To put that in context, Calipari took three UK rotation players plus half (three of six) of his final Kentucky recruiting class with him to Arkansas prior to the 2024-25 season.
Pope last year inherited a UK program that literally returned not one scholarship basketball player.
Given that reality, there’s a more-than-viable argument that Pope’s 29-16 has been achieved more impressively than has Calipari’s.
Students of Kentucky men’s basketball history will not be entirely surprised that Pope’s second season has, so far, been a slog.
With one exception, every UK men’s basketball coach of the modern era (which I define as after Adolph Rupp’s retirement) has experienced a hoops version of the “terrible twos.”
• Joe B. Hall. Declined seven wins from 20 victories in season one as UK coach (20-8 in 1972-73) to 13 wins in season two (13-13 in 1973-74).
• Eddie Sutton. Decreased 14 wins from year one (32-4 in 1985-86) to two year two (18-11 in 1986-87).

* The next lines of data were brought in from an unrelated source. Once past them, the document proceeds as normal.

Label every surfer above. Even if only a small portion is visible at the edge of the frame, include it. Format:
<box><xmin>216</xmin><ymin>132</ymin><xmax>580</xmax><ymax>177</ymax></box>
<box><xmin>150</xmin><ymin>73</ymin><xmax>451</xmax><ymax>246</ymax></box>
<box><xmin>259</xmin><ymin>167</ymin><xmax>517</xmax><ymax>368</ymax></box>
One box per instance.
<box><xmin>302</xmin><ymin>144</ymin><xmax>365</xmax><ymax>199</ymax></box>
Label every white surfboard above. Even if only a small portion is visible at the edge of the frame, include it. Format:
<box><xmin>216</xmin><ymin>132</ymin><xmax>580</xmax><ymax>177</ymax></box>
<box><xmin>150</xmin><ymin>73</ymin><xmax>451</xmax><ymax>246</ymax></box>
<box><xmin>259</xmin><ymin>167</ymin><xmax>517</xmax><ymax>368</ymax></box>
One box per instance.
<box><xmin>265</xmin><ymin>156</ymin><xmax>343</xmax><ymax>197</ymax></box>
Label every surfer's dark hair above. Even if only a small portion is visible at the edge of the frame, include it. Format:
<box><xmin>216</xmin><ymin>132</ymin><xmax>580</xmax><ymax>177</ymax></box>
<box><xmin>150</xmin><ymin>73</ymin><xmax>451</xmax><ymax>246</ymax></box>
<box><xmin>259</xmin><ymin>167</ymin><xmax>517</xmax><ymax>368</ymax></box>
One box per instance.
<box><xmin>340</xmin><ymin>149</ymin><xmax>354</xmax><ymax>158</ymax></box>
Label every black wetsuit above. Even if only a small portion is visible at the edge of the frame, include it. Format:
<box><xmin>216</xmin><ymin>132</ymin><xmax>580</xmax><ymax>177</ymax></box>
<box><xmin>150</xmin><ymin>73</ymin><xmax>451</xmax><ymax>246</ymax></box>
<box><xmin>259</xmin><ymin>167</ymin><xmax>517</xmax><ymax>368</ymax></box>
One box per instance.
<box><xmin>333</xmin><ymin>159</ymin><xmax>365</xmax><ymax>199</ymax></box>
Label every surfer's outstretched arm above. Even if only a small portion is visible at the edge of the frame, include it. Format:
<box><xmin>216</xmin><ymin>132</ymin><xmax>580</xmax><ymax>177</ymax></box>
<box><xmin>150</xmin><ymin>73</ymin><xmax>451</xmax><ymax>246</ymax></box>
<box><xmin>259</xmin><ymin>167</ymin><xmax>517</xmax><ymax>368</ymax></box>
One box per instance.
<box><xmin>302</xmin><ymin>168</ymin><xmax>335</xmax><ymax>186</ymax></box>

• Rick Pitino. The exception to the rule, Ricky P. went from 14 victories in his initial season (a plucky 14-14 in 1989-90 with eight scholarship players after a harsh NCAA probation) to 22 wins in year two (a 22-6 mark, boosted by incoming freshman star Jamal Mashburn, in 1990-91.)
• Tubby Smith. Went down seven wins from his NCAA title-winning debut campaign (35-4 in 1997-98) to his Elite Eight-making second team (28-9 in 1998-99).
• Billy Gillispie. Billy G.’s ill-fated two-year stint as UK coach actually saw an increase of four wins from year one (18-13 in 2007-08) to year two (22-14 in 2008-09).
However, Gillispie’s first Kentucky team made the NCAA Tournament, while his second settled for the NIT.
• John Calipari. There was a six-win decline from Calipari’s first UK team (which, led by John Wall and DeMarcus Cousins, went 35-3 in 2009-10) to his second (which finished 29-9 in 2010-11).
Of course, the 2011 team went one round farther in the NCAA Tournament than the 2010 Cats and gave Kentucky its first Final Four trip since 1998.
You have to go back to Hall’s second UK team in 1973-74, which lost three straight to Kansas, Indiana and North Carolina after an opening win, to find a Kentucky squad in a coach’s second season that struggled as much early as have Pope’s current Cats.
Against quality competition, Kentucky has been unable to defend. In the losses at Louisville and vs. Michigan State, North Carolina and Gonzaga, UK has surrendered an average of 85 points a game.
When facing ranked opposition, UK has struggled to make jump shots. In its four contests vs. AP Top 25 teams, Kentucky has made an anemic 24.3% of its 3-point shot attempts (27 of 111).
If Pope can get this derailing train back on the track, he will have used his team’s “terrible twos” to demonstrate his coaching chops in a major way.